The valorization of the masculine is seen in the promotion of the more war-like Krishna of the Mahabharata (Gandhi's interpretation was very different) and repudiation of the more playful Krishna of the Bhagavata Purana. One reason why the RSS attracts such a following is the widespread sense of masculine failure. This “Hindu rage” is likely to persist for the foreseeable future and is far from being irrational; rather, it is a manifestation of the pathology of (instrumental) rationality. For this category of people, Gandhi was the villain, Godse the hero. Lewis Mumford says in Technics and Civilization:

As for the sense of self-esteem the soldier achieves through his willingness to face death, one cannot deny that it has a perverse life-enhancing quality, but it is common to the gunman and the bandit, as well as to the hero: and there is no ground for the soldier’s belief that the battlefield is the only breeder of it. 

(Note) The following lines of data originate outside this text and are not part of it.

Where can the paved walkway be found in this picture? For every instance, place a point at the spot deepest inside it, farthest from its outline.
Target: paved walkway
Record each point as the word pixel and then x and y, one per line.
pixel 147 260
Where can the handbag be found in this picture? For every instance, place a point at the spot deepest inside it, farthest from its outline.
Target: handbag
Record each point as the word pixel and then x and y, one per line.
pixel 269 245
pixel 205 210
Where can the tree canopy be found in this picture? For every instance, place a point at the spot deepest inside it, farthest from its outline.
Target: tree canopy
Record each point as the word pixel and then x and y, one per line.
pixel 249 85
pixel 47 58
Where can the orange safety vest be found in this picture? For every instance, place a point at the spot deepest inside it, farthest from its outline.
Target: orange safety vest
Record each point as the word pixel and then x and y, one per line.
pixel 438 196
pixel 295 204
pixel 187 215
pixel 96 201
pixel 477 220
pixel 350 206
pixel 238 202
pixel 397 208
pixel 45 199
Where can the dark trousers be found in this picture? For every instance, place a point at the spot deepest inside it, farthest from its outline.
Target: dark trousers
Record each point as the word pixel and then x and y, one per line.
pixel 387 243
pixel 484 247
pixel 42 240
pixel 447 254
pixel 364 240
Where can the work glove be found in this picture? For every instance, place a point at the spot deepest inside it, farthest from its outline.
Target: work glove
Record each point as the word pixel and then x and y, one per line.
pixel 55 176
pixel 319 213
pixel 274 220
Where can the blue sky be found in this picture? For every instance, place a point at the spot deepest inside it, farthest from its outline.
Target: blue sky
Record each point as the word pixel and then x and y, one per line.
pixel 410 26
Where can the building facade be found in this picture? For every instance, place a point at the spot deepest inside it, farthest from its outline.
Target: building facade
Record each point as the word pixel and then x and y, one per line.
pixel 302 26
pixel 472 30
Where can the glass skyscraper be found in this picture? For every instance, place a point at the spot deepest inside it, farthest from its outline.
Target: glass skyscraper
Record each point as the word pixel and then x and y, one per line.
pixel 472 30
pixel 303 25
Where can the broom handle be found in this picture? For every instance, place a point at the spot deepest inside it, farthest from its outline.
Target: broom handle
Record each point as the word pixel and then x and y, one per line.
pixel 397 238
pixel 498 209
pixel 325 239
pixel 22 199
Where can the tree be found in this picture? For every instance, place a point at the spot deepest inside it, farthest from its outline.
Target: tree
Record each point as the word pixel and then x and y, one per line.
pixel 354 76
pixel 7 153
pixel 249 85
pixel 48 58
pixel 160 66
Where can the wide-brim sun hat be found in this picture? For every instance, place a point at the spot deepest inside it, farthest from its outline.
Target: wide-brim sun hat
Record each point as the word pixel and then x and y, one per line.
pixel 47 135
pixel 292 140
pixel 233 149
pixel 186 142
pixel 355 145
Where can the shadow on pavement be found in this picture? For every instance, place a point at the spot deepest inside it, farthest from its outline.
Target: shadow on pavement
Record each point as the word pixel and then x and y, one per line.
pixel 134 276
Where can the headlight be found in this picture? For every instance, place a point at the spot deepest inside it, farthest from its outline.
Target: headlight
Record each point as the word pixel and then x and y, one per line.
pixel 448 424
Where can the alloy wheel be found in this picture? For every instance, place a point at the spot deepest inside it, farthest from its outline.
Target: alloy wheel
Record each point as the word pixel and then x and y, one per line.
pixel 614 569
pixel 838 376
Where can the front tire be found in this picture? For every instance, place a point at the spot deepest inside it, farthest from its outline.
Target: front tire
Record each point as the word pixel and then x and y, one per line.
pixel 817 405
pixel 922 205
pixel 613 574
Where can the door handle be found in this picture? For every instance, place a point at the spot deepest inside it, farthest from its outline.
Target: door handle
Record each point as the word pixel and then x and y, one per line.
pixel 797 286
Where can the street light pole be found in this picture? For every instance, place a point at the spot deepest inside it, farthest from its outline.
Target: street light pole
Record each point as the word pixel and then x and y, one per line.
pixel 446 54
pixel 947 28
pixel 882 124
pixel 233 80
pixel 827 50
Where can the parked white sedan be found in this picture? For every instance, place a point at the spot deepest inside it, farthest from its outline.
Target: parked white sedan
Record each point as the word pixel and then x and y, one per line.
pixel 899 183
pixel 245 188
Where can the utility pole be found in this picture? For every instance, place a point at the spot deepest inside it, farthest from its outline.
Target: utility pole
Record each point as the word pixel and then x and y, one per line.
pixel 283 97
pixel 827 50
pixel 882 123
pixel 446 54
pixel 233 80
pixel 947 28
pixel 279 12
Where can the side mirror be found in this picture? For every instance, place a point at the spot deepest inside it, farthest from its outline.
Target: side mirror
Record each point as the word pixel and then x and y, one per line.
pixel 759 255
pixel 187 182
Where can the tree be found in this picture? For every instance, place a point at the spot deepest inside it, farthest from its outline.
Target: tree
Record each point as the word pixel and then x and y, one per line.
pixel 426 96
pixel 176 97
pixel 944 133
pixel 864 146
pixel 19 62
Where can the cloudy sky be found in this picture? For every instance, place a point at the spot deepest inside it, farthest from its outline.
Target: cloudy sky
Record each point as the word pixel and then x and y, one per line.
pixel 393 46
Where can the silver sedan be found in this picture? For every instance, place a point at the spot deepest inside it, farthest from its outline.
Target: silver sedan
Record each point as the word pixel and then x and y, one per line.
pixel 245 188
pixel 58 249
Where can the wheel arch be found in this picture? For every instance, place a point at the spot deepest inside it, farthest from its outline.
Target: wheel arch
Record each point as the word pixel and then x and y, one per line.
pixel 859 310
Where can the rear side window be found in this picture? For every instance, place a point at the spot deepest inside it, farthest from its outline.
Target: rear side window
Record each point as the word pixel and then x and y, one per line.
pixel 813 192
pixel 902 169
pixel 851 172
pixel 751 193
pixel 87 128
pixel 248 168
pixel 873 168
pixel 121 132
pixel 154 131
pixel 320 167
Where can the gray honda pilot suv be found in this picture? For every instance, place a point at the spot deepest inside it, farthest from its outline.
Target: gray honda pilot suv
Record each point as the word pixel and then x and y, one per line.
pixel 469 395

The mine, the ship, the blast furnace, the iron skeleton of bridge or skyscraper, the hospital ward, the childbed bring out the same gallant response: indeed, it is a far more common affair here than it is in the life of a soldier, who may spend his best years in empty drill, having faced no more serious threat of death than that from boredom. 

An imperviousness to life-values other than those clustered around the soldier’s underlying death-wish, is one of the most sinister effects of the military discipline.